A rendering of Active House USA shows the skylights, windows, and tunnels being used to take advantage of the Solar Orientation of the home.
Active House USA is bursting that futuristic bubble that many people associate with green home design, but aside from the traditional sensibilities that are immediately apparent when you look at the home there are some very important design features that are being built in that boost the sustainability, energy efficiency, and indoor air quality of the home. One of those key design features is the solar orientation of the home.
Solar orientation refers to orienting the design of the house in relation to the natural path of the sun. And for Active House USA it is a key to successful site planning in terms of the performance of the home.
Whether you are building or remodeling a new home or an entire development, if you can take advantage of passive solar heating and cooling you have tapped into something truly amazing: free energy. (Well they have not figured out how to tax sunshine yet, anyway).
There is nothing you can do to a home (or any building, for that matter) that has more effect for less investment than plan to take advantage of this free energy source. A well-designed and properly oriented house capitalizes on solar heat gain in winter and deflects unwanted heat in summer. This simple consideration can save a healthy percentage of a house’s energy use—and at no extra cost for the entire life of that building. In summer, if you have oriented the house properly and are able to take advantage of shade trees and overhangs, (shading the windows and walls) the air conditioner can more effectively cool air that is approximately 20° cooler that it would be otherwise.
Proper solar orientation can also provide glare-free natural light throughout the house, especially when you factor in contemporary design techniques like light colored surfaces, glass partitions, and traditional transoms. While you want to limit Northern facing glazing because of cold temperature considerations, incorporating a balance of daylight from the North usually results in a more constant softer natural light. And vertical light, which will be incorporated into Active House USA using Velux sun tunnels and skylights), is even more effective as it provides a higher percentage of light with less glare.

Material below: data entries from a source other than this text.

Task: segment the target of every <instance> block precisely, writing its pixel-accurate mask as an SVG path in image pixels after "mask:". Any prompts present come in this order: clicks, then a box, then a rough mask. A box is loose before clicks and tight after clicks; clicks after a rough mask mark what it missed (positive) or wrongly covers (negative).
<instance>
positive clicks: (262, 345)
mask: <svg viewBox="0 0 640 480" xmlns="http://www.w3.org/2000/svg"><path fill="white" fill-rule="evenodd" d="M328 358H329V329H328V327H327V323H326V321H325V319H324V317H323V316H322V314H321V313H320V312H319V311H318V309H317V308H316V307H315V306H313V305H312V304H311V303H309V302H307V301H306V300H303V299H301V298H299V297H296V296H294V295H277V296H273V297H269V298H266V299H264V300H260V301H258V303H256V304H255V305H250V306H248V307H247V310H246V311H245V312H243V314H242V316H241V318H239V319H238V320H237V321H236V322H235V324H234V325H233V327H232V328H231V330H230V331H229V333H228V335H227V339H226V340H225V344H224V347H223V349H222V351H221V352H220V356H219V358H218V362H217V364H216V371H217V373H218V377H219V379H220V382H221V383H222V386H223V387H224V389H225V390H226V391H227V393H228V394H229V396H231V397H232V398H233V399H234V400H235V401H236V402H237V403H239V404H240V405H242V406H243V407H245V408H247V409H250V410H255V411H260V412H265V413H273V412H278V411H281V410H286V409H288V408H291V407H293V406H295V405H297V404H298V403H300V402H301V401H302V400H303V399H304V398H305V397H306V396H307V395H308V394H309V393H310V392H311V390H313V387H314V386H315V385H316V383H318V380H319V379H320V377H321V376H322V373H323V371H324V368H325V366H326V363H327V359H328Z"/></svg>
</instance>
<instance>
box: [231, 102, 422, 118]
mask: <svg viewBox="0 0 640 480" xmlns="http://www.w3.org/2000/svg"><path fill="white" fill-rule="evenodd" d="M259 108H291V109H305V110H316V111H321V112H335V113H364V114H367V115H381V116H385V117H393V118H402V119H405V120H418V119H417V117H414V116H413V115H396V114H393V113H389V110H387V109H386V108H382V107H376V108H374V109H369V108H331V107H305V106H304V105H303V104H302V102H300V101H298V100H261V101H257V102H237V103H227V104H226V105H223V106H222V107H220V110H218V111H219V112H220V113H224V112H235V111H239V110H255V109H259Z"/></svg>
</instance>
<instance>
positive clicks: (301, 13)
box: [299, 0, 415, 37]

The Active House USA prototype home is taking daylighting and solar orientation one step further by using daylight in our energy calculations. Engineers with Active House Network in Denmark are working with Jeff Day, our Project Architect, to maximize the effectiveness of the lighting in his design. Jeff has created an open and airy interior layout as a result that will maximize daylight throughout the house as much as possible.
The sum of all of this planning is that it reduces the need to use artificial lighting, lowering utility usage and costs. And using less artificial lighting also lowers the amount of heat generated in the house, which, in turn, further decreases the demand for air conditioning in summer.